O olhar adulto em questão vem do diretor japonês Hirokazu Kore-Eda, que sempre deu grande atenção aos personagens infantis, mas que abandona gradativamente o olhar duro e naturalista de Ninguém Pode Saber (2004) e Still Walking (2008) para adotar a melancolia e o sentimentalismo típico dos avós - como já tinha feito no paternalista Air Doll (2009). Aliás, esta narrativa é muito bem segmentada em três gerações: as crianças ingênuas, os pais desestruturados, e finalmente os avós, incondicionalmente bons, compreensivos, adoradores das crianças. É neste olhar saudosista da terceira idade que se encontra o filme, tão impiedoso com os filhos quanto clemente com os netos.
A narrativa apresenta dois irmãos pequenos, separados após o divórcio dos pais. Um deles mora com a mãe, tradicional; e o outro com o pai, um músico neo-hippie. Como um vulcão os separa, o irmão mais velho deseja que uma erupção violenta destrua sua própria cidade, para que ele e a mãe sejam obrigados a morar com o pai e o irmão, recompondo assim a família. Para isso, eles fazem um desejo ao trem-bala (e não mais à natureza, afinal, este é um conto dos tempos modernos), esperando que a velocidade espantosa do veículo realize milagres.

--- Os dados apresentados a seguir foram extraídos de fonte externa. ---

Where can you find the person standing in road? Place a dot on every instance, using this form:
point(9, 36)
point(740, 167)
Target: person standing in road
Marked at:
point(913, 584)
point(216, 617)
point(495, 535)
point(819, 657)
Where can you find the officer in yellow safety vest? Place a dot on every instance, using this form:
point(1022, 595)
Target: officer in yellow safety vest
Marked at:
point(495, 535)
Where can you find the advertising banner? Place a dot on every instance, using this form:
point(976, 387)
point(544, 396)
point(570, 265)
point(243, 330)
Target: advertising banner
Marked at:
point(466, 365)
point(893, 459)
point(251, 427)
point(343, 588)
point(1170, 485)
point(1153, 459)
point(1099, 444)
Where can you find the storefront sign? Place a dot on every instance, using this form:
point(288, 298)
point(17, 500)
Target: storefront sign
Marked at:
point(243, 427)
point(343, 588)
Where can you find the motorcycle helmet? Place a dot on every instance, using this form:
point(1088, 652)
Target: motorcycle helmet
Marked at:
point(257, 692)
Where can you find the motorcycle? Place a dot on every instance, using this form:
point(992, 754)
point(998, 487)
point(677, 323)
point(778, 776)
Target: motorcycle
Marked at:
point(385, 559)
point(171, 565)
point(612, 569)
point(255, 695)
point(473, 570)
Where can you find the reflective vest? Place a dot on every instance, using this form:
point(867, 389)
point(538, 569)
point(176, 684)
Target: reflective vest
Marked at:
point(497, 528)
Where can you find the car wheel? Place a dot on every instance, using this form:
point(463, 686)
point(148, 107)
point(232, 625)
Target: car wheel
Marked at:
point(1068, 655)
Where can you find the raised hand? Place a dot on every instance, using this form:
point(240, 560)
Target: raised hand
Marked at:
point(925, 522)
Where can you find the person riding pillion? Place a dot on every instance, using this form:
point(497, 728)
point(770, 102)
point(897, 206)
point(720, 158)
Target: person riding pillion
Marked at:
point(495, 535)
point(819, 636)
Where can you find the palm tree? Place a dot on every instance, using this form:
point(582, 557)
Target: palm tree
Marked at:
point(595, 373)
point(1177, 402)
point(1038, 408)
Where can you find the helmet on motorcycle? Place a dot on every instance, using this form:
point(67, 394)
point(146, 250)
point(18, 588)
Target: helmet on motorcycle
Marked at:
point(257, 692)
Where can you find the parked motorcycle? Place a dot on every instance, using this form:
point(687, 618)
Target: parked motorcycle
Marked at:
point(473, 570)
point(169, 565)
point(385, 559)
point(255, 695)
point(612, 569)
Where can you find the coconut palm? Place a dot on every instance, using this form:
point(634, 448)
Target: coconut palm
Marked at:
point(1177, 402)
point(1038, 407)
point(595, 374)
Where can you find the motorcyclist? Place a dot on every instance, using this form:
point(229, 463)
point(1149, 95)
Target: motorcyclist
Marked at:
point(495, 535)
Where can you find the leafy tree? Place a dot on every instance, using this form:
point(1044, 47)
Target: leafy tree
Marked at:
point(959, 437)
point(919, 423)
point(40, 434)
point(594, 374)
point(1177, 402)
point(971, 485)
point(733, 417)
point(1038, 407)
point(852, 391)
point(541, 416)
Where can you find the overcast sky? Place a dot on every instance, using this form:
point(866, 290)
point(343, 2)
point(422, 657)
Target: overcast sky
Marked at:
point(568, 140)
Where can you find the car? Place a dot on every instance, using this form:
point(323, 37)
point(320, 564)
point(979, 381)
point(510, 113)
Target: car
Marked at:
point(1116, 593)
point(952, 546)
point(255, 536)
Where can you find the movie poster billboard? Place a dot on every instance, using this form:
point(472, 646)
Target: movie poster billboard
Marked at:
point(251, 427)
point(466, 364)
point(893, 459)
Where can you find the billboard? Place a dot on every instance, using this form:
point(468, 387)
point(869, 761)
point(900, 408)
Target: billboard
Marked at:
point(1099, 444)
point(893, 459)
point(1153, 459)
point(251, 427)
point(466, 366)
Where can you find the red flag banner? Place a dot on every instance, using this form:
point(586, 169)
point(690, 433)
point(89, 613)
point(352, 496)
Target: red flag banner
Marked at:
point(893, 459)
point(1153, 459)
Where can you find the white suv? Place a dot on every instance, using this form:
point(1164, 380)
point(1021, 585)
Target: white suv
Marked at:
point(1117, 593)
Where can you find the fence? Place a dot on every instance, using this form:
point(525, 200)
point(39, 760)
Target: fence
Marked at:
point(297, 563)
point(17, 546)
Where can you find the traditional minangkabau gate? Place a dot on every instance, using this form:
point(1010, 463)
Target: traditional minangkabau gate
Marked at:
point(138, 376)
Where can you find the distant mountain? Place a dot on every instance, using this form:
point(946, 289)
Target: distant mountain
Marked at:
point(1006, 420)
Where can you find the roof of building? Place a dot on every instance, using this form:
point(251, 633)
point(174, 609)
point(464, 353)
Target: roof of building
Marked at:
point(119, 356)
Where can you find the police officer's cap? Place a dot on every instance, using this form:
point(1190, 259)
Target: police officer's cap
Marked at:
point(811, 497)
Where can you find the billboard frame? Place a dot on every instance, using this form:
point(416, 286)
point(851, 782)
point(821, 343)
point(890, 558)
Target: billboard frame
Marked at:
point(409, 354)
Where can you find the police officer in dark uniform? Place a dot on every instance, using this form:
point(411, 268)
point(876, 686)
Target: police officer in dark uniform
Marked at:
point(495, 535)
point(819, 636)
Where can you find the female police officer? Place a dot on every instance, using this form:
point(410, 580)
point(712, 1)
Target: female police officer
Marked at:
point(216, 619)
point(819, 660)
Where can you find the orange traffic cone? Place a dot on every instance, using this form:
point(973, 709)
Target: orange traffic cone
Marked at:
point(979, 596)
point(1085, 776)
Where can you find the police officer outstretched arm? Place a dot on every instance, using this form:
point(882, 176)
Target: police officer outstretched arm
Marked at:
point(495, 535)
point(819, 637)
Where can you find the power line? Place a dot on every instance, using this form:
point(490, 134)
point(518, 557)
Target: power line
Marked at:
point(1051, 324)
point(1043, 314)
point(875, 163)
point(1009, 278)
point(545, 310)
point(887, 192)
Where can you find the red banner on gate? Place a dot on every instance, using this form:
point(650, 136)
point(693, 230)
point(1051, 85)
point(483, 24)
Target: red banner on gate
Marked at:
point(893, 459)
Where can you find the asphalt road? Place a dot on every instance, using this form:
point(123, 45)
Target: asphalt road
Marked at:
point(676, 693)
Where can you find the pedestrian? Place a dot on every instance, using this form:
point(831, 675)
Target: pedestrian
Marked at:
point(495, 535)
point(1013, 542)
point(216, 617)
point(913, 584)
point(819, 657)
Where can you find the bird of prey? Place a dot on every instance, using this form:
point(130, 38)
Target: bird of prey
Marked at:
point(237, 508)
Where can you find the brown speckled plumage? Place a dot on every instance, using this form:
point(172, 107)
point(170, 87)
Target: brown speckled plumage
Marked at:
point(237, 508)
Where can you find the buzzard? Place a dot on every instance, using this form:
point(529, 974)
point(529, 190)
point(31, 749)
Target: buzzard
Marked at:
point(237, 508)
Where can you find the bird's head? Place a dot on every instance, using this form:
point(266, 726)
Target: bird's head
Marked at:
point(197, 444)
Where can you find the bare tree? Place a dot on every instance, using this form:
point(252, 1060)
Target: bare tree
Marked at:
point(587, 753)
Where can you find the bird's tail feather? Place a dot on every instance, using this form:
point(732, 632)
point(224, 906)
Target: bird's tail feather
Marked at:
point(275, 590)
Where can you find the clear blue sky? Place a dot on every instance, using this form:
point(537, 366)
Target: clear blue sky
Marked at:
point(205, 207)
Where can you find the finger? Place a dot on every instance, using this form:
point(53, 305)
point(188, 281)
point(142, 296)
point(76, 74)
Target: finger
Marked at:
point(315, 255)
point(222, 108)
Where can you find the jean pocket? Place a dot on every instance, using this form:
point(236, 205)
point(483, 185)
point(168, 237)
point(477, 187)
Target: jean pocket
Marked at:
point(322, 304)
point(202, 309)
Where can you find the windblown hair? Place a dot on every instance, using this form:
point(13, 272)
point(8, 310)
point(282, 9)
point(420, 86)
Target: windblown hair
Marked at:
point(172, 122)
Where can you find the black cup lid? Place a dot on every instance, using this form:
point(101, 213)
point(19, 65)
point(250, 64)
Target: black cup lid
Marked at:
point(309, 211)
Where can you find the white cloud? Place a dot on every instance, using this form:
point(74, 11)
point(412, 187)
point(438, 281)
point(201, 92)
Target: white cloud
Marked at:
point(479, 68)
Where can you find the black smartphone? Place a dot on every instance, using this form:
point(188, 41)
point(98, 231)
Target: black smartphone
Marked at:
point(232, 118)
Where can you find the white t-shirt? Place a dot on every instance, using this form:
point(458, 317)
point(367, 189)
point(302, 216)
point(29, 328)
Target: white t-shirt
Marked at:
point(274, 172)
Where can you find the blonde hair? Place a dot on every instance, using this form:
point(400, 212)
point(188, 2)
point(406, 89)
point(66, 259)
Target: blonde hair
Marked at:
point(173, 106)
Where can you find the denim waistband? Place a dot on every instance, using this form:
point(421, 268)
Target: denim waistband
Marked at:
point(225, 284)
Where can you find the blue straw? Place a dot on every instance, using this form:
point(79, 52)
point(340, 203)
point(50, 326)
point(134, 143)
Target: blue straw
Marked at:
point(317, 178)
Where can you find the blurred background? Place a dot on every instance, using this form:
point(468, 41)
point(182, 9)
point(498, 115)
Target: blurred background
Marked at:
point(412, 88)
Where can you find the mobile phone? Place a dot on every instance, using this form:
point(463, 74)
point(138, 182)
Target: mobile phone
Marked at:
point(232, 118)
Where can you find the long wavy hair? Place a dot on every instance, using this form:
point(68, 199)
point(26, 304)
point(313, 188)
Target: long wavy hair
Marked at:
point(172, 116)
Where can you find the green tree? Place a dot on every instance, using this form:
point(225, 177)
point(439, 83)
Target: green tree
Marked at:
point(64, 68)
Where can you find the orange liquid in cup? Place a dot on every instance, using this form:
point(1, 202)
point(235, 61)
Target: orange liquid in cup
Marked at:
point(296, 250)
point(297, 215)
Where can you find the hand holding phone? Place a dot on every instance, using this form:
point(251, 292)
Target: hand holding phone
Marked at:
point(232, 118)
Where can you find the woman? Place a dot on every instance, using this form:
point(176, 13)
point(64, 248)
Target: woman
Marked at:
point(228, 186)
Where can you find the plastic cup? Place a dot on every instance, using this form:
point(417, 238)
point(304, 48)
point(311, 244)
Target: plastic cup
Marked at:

Depois dos diálogos bastante explicativos do início – é uma pena ver personagens tão complexos verbalizarem de maneira simplória suas dores – o diretor corre para transformar seu drama em uma aventura entre amigos, um ritual de passagem à fase adulta. Ele amplia a história principal dos dois irmãos, inclui mais meia dúzia de crianças na trama e explora os sonhos de cada um, com desejos dos mais complexos (a reunião familiar) aos mais fúteis (completar uma coleção de bonecos).
Muitos sorrisos brotaram na sala de cinema diante de tamanha desproporção, mostrando que tanto o diretor quanto o público-alvo acharam encantador este peculiar raciocínio infantil. Acostumado às imagens realistas, à câmera na mão e à luz natural, Kore-Eda não hesita, no entanto, a rechear este filme com músicas típicas de aventura, deliciando-se com imagens de crianças que correm para todos os lados, perseguem trens e criam mentiras inverossímeis para escaparem da escola.
O humor agridoce do drama nasce da incompatibilidade entre os planos das crianças e a prática da vida adulta. Neste sentido, O Que Eu Mais Desejo torna-se um conto crepuscular, como se os adultos pudessem ver no espelho a falência de seus desejos mais antigos, relembrando-se com respeito daqueles anseios que a maturidade passa a interpretar como caprichos banais. A admiração incondicional do tempo que já passou é também um reconhecimento da frustração com o tempo presente – a modernidade, os trilhos, o trem bala -, o que acaba por rechear este bombom doce e colorido com um licor bastante amargo.